The type 2 K+/Cl- cotransporter (KCC2) allows neurons to maintain low intracellular levels of Cl-, a prerequisite for efficient synaptic inhibition. Reductions in KCC2 activity are evident in epilepsy; however, whether these deficits directly contribute to the underlying pathophysiology remains controversial. To address this issue, we created knock-in mice in which threonines 906 and 1007 within KCC2 have been mutated to alanines (KCC2-T906A/T1007A), which prevents its phospho-dependent inactivation. The respective mice appeared normal and did not show any overt phenotypes, and basal neuronal excitability was unaffected. KCC2-T906A/T1007A mice exhibited increased basal neuronal Cl- extrusion, without altering total or plasma membrane accumulation of KCC2. Critically, activity-induced deficits in synaptic inhibition were reduced in the mutant mice. Consistent with this, enhanced KCC2 was sufficient to limit chemoconvulsant-induced epileptiform activity. Furthermore, this increase in KCC2 function mitigated induction of aberrant high-frequency activity during seizures, highlighting depolarizing GABA as a key contributor to the pathological neuronal synchronization seen in epilepsy. Thus, our results demonstrate that potentiating KCC2 represents a therapeutic strategy to alleviate seizures.

N-Ethylmaleimide increases KCC2 cotransporter activity by modulating transporter phosphorylation.

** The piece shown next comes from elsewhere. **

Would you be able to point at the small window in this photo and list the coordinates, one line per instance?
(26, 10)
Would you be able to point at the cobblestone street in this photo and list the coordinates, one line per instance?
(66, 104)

K+/Cl- cotransporter 2 (KCC2) is selectively expressed in the adult nervous system and allows neurons to maintain low intracellular Cl- levels. Thus, KCC2 activity is an essential prerequisite for fast hyperpolarizing synaptic inhibition mediated by type A γ-aminobutyric acid (GABAA) receptors, which are Cl--permeable, ligand-gated ion channels. Consistent with this, deficits in the activity of KCC2 lead to epilepsy and are also implicated in neurodevelopmental disorders, neuropathic pain, and schizophrenia. Accordingly, there is significant interest in developing activators of KCC2 as therapeutic agents. To provide insights into the cellular processes that determine KCC2 activity, we have investigated the mechanism by which N-ethylmaleimide (NEM) enhances transporter activity using a combination of biochemical and electrophysiological approaches. Our results revealed that, within 15 min, NEM increased cell surface levels of KCC2 and modulated the phosphorylation of key regulatory residues within the large cytoplasmic domain of KCC2 in neurons. More specifically, NEM increased the phosphorylation of serine 940 (Ser-940), whereas it decreased phosphorylation of threonine 1007 (Thr-1007). NEM also reduced with no lysine (WNK) kinase phosphorylation of Ste20-related proline/alanine-rich kinase (SPAK), a kinase that directly phosphorylates KCC2 at residue Thr-1007. Mutational analysis revealed that Thr-1007 dephosphorylation mediated the effects of NEM on KCC2 activity. Collectively, our results suggest that compounds that either increase the surface stability of KCC2 or reduce Thr-1007 phosphorylation may be of use as enhancers of KCC2 activity.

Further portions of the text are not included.